La euforia de haber ganado ya una victoria sobre mis propios miedos y el entorno llenó mi torrente sanguíneo y me sentí maravillosamente maravilloso. Pero deslicé el cuchillo en el bolsillo de mi bata. No estaría de más, porque.


En el hueco de la escalera, la mayor parte de mi resolución se evaporó instantáneamente, y casi me di la vuelta, pero luego, lanzándome todo tipo de epítetos poco halagadores, como patadas, me moví en la dirección correcta. Mientras arrojaba la primera bolsa al contenedor, un gato callejero saltó y me sobresaltó tanto que me tambaleé hacia un lado y, al engancharme con algo, me derrumbé de costado y me golpeé el codo y el muslo.


– ¡Ay, por el amor de Dios! – siseé, apreté los dientes y me levanté torpemente, pero luego me congelé cuando escuché un gruñido bajo y resonante en algún lugar cercano.

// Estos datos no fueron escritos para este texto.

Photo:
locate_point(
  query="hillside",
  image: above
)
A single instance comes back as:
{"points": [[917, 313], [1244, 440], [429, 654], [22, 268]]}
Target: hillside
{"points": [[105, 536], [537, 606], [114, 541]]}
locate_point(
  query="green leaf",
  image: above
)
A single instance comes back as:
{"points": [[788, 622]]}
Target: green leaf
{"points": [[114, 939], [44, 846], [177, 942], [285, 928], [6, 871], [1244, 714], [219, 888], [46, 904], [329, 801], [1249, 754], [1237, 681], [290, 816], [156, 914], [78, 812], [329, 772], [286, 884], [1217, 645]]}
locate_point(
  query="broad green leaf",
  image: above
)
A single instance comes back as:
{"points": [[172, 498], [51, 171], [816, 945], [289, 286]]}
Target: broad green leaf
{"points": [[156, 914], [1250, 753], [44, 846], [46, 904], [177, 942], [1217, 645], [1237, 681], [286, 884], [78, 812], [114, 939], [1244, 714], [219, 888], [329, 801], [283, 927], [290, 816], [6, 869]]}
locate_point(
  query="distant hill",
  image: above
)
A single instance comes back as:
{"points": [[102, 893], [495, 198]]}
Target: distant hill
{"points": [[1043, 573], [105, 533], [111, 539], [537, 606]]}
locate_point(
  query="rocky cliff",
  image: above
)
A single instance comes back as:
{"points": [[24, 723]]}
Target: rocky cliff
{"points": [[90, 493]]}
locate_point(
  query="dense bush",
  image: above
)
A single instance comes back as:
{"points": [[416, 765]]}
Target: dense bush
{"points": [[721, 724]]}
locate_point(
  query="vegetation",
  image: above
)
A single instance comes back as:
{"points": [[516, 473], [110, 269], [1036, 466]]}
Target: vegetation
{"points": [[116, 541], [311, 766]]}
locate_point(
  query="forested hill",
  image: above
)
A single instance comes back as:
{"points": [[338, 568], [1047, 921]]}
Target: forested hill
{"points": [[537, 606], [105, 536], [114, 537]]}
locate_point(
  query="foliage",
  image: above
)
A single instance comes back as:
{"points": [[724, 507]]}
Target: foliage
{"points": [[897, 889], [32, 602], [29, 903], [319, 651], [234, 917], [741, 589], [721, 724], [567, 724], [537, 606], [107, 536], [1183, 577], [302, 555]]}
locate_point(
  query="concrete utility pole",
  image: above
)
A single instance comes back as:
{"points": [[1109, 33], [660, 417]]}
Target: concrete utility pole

Entrecerré los ojos, tratando de ver al perro en la oscuridad, y me enderecé al mismo tiempo, tratando de no provocarlo con un movimiento brusco. No podía ver nada, así que decidí que me haría bien retroceder, escupiendo en las bolsas restantes que habían sido arrojadas al suelo. Entre la perspectiva de ser un cerdo carroñero y ser mordido por una bestia carroñera, prefería lo primero. Pero cuando di unos pasos suaves, el perro volvió a gruñir, esta vez mucho más fuerte y más aterrador. Sonaba como si perforara mi cerebro y derribara todo lo lógico y razonable que había en él, dictando que mantuviera la calma y me retirara lenta y gradualmente, para no enfurecer al depredador que vivía en cada puto perro. Fue como si una bomba explotara en mi cabeza, arrasando con todo menos con una indomable necesidad de correr. Así que corrí. En unos momentos llegué a los escalones brillantemente iluminados del porche, de alguna manera firmemente convencido de que el perro no me seguiría hasta allí. Un fuerte tirón en el cuello de mi bata me arrojó, como una muñeca de trapo, a los arbustos que crecían en la esquina del patio. Mi conciencia notó, distantemente, qué tipo de fuerza se necesitaría para lanzar a un hombre tan lejos. La tierra suelta amortiguó mi caída y, aunque me dolió, nada pareció romperse y logré ponerme de pie de inmediato. Sin embargo, mis ojos estaban borrosos, y al momento siguiente estaba gritando de dolor cegador en mi clavícula, y apenas pude ver una sombra enorme y vaga que se precipitaba hacia mí. Mi visión fue inútil debido a los fuegos artificiales que estallaron ante mis ojos. Los golpes frenéticos que estaba lanzando, gritando a todo pulmón, aparentemente pasaron desapercibidos para mi atacante. Siguió gruñendo espeluznantemente, tirándome al suelo, y algo afilado cortó mi pecho, enviando otro grito desesperado de mi garganta. Las chispas disminuyeron un poco, y pude ver algo inclinado hacia mí, mostrando sus espeluznantes colmillos húmedos en el tenue resplandor de la linterna distante…


– ¡Detén tu vandalismo! ¡Llamé a la policía! – Sonó la voz de mi vecino del tercer piso, y el agresor dudó unos segundos. Me bastó con recordar de repente el cuchillo y meter la mano en el bolsillo. No hubo tiempo para sacarlo, así que simplemente lo empujé indiscriminadamente en algo justo a través de la delgada tela. Mi atacante rugió y saltó lejos de mí en un instante, pero volvió con la misma rapidez. Mi vecino seguía gritando algo desde arriba e incluso lanzó la linterna a través del patio, pero al bastardo, quienquiera que fuera, no le importó. Traté de alejarme rodando mientras simultáneamente sacaba el cuchillo de mi bolsillo, pero él me alcanzó con una velocidad y fuerza aterradoras y me sacudió de nuevo, esta vez agarrándome por la cintura de mi túnica. De nuevo una sesión de observación de puntos multicolores que explotaban, ya través del velo sentí un dolor salvaje en mi pecho, como si me hubieran cortado sin anestesia. Grité y apuñalé con furia, sin tener la intención de morir en este momento.


Se oyó un repugnante chasquido, como el de una cuchilla clavada en algo suave y húmedo, un rugido horrible, y de repente supe que estaba libre. Me estremecí de alivio y cansancio cuando vislumbré un brillante rojo azulado a través de los párpados inexorablemente caídos y escuché muchas voces. Un temblor, alguien preguntándome algo, y un aullido desagradable en algún lugar de la periferia. Un olor químico acre… y oscuridad.